Today’s Flyover People column as seen in The Emporia Gazette:


A SPLASH FROM THE PAST

A waft of chlorine hit me as I stepped inside of the white bathhouse with sky blue trim and puddles of water on its plain gray floor. I placed a dime on the counter next to my brother’s dime.

Opening up the pool for the afternoon, a lifeguard flipped on the radio, mingling music with the sunlight already dancing on the water. In 1966, the radio would’ve played songs like “I Got You, Babe” and “Hey, Mr. Tambourine Man.”

As an adult, I don’t go swimming. It’s just not my thing anymore. But these 100-degree days do bring back those happy childhood afternoons of wet feet on hot concrete, kids shouting, hits playing on the airwaves, and waxed packages of flat taffy from the concession stand. Perhaps you have similar memories.

Mom drove my brother and me to the pool and said she would return in an hour. Leon and I, at 9 and 7, hurried our way through the separate shower rooms, heading for the pool to make good use of our time.

We were supposed to take showers in the bathhouse before and after our swims, but I hated those big beads of cold water that hit like pellets when I pulled the metal hoop. I preferred to get wet by slipping into the pool one toe, one ankle, one calf at a time. The water temperature was always a shock, but the body eventually adapted.

We didn’t get to go to the pool as often as a kid would like.
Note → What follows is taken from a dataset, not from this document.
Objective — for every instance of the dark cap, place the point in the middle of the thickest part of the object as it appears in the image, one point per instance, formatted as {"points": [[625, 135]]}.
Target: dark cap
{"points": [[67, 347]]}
It was a 10-minute drive from our home in Pawnee Rock to the swimming pool in Larned, and we had to beg our mom or someone else’s mother for a ride.

On the way, Mom would tell us about her own summer days. Larned was where she had spent her teenage years delivering newspapers and riding her bike with friends to this very pool.

For several years, my brother and I took swimming lessons at the Larned pool early on June mornings when the day’s sun had not yet heated the water. I don’t remember my first teacher’s name, the one who taught me how to hold my breath underwater and to  flutter kick while clinging to the pool’s overflow gutter, but I do remember another teacher, Robin.

Robin was a young man with blue eyes and rakish blond hair, that hair as long as Paul’s or Ringo’s, and he wore a choker of plastic beads.

We stood just beyond the buoy rope that separated the baby pool from the adult pool, in 30 inches of morning water, my teeth chattering so wildly they bounced off of each other. Here, Robin taught me and a handful of other kids how to float on our backs.

In the afternoons, the pool was warmer, and by July and August, warmer still. It was then that the body was more eager to meet the water. And when I became older, I would stay most of the afternoon, playing tag with friends, zipping down the slide, tossing coins into the water and then plunging to pluck them from the pool’s floor.

When we were feeling rich, my teenage friends and I would combine our money and rent an inner tube for 50 cents an hour. I think the inner tubes came from tractor tires, large enough for four bodies to sit on, our feet braced against the opposite side. Holding hands with the person across from us, we would rock that rubber tube until the wetness slid us off or the momentum flipped us over. Either way, we would go down laughing.

At some point, ready for rest, we’d return to our beach towels and lie flat like a panini, getting grilled on both sides at once, the concrete’s heat rising through the towel, the sun scorching us from above. Our skin dried off quickly, which meant it was time to leap into the pool again. No holding back now, no tip-toeing in the water; it was a full-out jump, making the biggest splash possible.

Pool time passed quickly, whether we were little kids or rowdy teens. Mom would show up at the fence and tell us it was time to leave. On the way home, I sat in the backseat of the air-conditioned car, wrapped in a towel for warmth, my hair hanging in a wet chlorine tangle.